Nicola Apicella

Posted on Apr 21, 2020 • Edited on Jan 1, 2021

How are docker images built? A look into the Linux overlay file-systems and the OCI specification

#docker #linux #computerscience #webdev

It's impossible to work with docker containers without docker images. In this post I want to talk about what makes docker images possible: the overlay filesystems.
I'll start with a brief description of overlay filesystems. Then we will see how it applies to docker images and how docker builds an image from a dockerfile. I'll conclude with layers cache and OCI format for container images.

As usual I'll try to make the blog post as practical as possible.

What's an overlay filesystems

Overlay filesystems (also called union filesystems) allow creating a union of two or more directories: a list of lower directories and an upper directory. The lower directories of the filesystem are read only, whereas the upper directory can be used for both reads and writes.

Let's see what that means in practice by mounting one.

Create an overlay fs

Let's create a few folders and combine them.
First I'll create a folder called "mount" which will contain the union of all the other folders. Then I'll create a bunch of folders called "layer-1", "layer-2", "layer-3", "layer-4". Finally a folder called "workdir" which is needed by the overlay filesystem, well, to work properly.

You can call any of the folders as you wish, but calling them "layer-1", "layer-2", etc. will make easier to understand the parallel with docker images as we shall see.

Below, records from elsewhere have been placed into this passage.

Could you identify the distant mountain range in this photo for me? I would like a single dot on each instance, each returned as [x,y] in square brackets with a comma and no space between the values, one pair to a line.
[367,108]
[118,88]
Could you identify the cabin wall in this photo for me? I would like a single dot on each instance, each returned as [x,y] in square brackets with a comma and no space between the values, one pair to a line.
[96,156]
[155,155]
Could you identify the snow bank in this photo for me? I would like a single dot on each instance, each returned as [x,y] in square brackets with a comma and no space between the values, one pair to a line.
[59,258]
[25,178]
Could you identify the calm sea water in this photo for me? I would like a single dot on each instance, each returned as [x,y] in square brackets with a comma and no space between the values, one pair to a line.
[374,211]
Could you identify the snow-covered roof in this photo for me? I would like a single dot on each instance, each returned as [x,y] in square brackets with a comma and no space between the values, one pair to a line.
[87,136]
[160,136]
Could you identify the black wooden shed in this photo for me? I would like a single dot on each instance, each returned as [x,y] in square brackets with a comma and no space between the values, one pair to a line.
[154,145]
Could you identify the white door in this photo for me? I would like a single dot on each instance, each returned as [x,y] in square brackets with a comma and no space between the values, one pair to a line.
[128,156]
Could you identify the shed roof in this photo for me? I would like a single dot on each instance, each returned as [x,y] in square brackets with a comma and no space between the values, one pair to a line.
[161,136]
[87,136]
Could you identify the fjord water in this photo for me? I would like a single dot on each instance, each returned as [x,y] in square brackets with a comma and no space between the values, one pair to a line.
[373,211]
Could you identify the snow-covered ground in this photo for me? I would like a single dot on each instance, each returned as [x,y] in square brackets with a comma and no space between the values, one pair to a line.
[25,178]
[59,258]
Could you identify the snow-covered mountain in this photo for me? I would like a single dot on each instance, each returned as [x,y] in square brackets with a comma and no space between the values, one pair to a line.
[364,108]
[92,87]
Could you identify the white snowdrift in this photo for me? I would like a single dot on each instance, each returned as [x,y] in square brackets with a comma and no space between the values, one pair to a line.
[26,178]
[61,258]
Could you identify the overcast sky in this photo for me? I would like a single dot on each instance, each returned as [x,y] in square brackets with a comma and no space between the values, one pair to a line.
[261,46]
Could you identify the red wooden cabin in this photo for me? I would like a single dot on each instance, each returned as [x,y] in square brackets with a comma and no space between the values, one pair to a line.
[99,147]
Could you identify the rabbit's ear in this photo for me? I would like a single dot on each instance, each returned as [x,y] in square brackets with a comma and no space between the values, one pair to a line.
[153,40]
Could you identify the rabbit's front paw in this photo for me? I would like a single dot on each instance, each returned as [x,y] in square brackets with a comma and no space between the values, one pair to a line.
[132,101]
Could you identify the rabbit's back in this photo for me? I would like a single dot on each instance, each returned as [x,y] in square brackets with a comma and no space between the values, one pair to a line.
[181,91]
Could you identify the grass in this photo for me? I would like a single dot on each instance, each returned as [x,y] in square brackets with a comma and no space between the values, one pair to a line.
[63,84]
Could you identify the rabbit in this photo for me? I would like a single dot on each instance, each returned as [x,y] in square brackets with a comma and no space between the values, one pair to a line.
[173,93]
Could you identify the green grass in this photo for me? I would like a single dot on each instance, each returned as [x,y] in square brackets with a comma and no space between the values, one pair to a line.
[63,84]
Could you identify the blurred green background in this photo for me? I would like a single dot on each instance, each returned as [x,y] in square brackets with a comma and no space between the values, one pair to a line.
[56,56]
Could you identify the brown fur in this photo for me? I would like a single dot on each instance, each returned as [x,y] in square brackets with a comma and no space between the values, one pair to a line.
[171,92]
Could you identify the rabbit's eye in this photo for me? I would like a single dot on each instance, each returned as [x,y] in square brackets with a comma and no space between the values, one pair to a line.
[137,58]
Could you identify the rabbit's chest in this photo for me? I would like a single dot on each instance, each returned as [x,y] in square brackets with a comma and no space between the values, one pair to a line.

cd /tmp && mkdir overlay-example && cd overlay-example

[2020-04-19 16:02:35] [ubuntu] [/tmp/overlay-example]  
> mkdir mount layer-1 layer-2 layer-3 layer-4 workdir

[2020-04-19 16:02:38] [ubuntu] [/tmp/overlay-example]  
> ls
layer-1  layer-2  layer-3  layer-4 mount  workdir

Let's also create some files into layer-1, layer-2 and layer-3 folders.
We will leave the layer-4 (our upper folder) empty. Again, that's not necessary, it will just make easier our parallel with docker images.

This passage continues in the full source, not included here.